#                       TEXT CLEANING

## Step 1. Look at the data
Look into the text for therein resides a world of data to be analysed and cleaned before using it for training. In text data, the usual check is done for :
* Spelling mistakes
* Commas(,), Apostrophes('), Quotes(""), Question Marks(?), etc.,
* Stopwords ie words that connect two sentences and such.

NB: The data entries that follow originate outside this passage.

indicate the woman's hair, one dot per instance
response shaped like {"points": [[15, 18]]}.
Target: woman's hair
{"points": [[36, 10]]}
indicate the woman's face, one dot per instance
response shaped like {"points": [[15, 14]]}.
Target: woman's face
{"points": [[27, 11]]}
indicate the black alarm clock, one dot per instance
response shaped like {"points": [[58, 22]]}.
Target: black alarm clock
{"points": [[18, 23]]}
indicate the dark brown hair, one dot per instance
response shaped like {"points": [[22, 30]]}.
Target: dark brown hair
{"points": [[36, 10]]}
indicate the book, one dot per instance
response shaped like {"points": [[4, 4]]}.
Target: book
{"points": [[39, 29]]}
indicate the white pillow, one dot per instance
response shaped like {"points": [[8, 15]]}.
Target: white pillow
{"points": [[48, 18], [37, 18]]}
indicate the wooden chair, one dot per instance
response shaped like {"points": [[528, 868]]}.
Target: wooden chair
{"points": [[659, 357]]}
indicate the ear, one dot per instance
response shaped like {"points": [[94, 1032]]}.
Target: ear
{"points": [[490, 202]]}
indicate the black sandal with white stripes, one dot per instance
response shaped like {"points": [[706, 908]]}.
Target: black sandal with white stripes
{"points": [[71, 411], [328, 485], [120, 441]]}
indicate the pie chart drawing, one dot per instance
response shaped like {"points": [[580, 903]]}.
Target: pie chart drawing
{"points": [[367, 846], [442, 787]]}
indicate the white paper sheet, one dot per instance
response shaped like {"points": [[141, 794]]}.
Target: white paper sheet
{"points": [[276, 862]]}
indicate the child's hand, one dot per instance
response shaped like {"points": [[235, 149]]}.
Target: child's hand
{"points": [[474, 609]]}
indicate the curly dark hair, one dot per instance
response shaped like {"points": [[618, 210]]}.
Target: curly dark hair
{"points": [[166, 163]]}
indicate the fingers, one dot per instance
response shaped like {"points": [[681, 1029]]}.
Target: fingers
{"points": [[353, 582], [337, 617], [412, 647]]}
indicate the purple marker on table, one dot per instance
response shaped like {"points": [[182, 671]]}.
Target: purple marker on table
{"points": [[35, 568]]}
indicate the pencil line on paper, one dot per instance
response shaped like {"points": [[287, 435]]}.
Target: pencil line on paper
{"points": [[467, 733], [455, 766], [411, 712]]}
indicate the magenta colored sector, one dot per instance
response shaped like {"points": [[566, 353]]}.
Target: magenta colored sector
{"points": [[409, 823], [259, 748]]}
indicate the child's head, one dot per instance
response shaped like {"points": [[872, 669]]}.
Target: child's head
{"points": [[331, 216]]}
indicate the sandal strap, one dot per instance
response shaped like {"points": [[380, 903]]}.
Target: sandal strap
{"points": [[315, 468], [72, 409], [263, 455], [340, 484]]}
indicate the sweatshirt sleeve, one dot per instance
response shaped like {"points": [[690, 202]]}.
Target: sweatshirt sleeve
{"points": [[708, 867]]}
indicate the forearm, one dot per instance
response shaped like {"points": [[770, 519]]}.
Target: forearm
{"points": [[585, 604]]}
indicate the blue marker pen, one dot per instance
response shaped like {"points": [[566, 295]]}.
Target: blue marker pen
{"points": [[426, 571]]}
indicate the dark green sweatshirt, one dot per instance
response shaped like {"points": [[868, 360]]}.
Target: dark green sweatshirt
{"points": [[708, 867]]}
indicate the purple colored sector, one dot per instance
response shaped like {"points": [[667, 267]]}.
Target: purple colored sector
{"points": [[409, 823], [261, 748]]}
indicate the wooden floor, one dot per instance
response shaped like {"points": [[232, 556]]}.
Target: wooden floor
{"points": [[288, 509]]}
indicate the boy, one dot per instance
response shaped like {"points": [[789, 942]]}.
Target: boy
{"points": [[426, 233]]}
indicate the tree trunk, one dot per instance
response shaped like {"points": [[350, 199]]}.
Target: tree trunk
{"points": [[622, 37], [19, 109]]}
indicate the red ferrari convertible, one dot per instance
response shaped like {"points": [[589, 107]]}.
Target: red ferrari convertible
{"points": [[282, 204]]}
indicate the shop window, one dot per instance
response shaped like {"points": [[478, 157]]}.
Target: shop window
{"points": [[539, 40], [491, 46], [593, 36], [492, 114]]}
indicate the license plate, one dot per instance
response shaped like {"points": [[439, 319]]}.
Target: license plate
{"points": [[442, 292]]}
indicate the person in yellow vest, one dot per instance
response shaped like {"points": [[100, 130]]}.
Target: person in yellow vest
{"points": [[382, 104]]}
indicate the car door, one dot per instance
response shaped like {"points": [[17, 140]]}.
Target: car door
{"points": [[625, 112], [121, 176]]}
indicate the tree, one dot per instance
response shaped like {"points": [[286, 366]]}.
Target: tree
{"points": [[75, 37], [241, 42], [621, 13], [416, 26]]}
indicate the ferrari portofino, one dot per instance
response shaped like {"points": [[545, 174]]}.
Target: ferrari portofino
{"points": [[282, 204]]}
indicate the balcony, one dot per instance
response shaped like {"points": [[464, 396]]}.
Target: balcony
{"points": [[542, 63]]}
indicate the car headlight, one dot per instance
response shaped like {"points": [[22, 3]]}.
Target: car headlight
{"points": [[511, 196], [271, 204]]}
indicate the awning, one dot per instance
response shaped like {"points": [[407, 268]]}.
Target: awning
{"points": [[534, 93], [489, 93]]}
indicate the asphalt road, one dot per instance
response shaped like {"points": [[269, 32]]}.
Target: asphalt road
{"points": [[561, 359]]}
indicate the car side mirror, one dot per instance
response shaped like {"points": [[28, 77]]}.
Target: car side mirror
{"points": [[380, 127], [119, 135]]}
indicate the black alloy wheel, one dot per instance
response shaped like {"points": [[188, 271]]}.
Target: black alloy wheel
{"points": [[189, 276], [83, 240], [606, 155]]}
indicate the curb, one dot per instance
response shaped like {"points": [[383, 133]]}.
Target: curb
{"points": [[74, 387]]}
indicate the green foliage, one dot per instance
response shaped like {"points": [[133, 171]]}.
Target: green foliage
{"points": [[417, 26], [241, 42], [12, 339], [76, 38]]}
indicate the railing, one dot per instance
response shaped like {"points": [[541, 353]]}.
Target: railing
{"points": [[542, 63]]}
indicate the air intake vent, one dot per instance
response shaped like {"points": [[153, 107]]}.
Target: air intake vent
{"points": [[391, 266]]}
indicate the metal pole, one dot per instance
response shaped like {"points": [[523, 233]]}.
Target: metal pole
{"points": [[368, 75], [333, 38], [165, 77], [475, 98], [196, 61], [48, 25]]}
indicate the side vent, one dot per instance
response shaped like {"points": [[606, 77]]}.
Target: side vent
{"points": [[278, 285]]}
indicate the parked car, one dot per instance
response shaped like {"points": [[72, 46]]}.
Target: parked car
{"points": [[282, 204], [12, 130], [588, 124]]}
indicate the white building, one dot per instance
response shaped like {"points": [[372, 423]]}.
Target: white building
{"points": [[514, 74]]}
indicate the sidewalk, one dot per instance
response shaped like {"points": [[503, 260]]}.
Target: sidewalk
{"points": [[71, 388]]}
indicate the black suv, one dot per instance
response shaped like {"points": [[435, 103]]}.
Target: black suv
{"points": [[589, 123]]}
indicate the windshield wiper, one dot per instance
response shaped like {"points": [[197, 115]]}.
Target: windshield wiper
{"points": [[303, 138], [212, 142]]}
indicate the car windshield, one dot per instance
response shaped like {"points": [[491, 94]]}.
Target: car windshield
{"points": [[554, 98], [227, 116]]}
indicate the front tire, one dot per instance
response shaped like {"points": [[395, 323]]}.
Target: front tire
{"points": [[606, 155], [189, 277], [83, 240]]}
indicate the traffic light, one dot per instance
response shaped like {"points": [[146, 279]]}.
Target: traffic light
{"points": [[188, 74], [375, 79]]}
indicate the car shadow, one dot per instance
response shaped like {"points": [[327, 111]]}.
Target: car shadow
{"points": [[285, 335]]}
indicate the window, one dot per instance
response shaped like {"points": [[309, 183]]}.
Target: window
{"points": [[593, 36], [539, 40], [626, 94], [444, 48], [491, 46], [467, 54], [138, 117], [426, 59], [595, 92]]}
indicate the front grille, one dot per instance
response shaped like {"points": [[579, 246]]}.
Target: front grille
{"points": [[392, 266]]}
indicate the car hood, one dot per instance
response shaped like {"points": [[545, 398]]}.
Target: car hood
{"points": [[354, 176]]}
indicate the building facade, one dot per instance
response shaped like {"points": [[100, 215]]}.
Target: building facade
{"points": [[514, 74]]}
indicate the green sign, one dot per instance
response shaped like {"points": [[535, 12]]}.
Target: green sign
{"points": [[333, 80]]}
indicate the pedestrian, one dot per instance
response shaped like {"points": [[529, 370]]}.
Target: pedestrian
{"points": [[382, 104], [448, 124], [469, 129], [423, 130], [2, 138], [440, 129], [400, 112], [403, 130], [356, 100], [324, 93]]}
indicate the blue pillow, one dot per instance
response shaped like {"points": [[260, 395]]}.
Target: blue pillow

## Step 2. Normalize Whitespace, Punctuation, Case

### 2.1 MANUAL

#### 2.1.1 Load Data

In [1]:
filename = 'metamor.txt'
file = open(filename,'rt')
text = file.read()
file.close()

#### 2.1.2 Tokenization

##### Split by Whitespace

In [2]:
words1 = text.split()
print(words1[0:5])

['One', 'morning,', 'when', 'Gregor', 'Samsa']


##### Split by Words

In [3]:
import re
words2 = re.split(r'\W+',text)
print(words2[0:5])

['One', 'morning', 'when', 'Gregor', 'Samsa']


##### Remove Punctuations

In [4]:
import string

words3 = text.split()
table = str.maketrans('','',string.punctuation)
stripped = [w.translate(table) for w in words3]
print(words3[0:5])
print(stripped[0:5])

['One', 'morning,', 'when', 'Gregor', 'Samsa']
['One', 'morning', 'when', 'Gregor', 'Samsa']


#### 2.1.3 Capitalization

In [5]:
words4 = text.split()
words4 = [word.lower() for word in words4]
print(words4[0:5])

['one', 'morning,', 'when', 'gregor', 'samsa']


### 2.2 NLTK

#### 2.2.1 Load Data

In [6]:
filename = 'metamor.txt'
file = open(filename,'rt')
text = file.read()
file.close()

##### Split by Words

In [7]:
from nltk.tokenize import word_tokenize
tokens1 = word_tokenize(text)
print(tokens1[0:5])

['One', 'morning', ',', 'when', 'Gregor']


##### Split by Sentences

In [8]:
from nltk import sent_tokenize
sentences = sent_tokenize(text)
print(sentences[0:2])

['One morning, when Gregor Samsa woke from troubled dreams, he found\nhimself transformed in his bed into a horrible vermin.', 'He lay on\nhis armour-like back, and if he lifted his head a little he could\nsee his brown belly, slightly domed and divided by arches into stiff\nsections.']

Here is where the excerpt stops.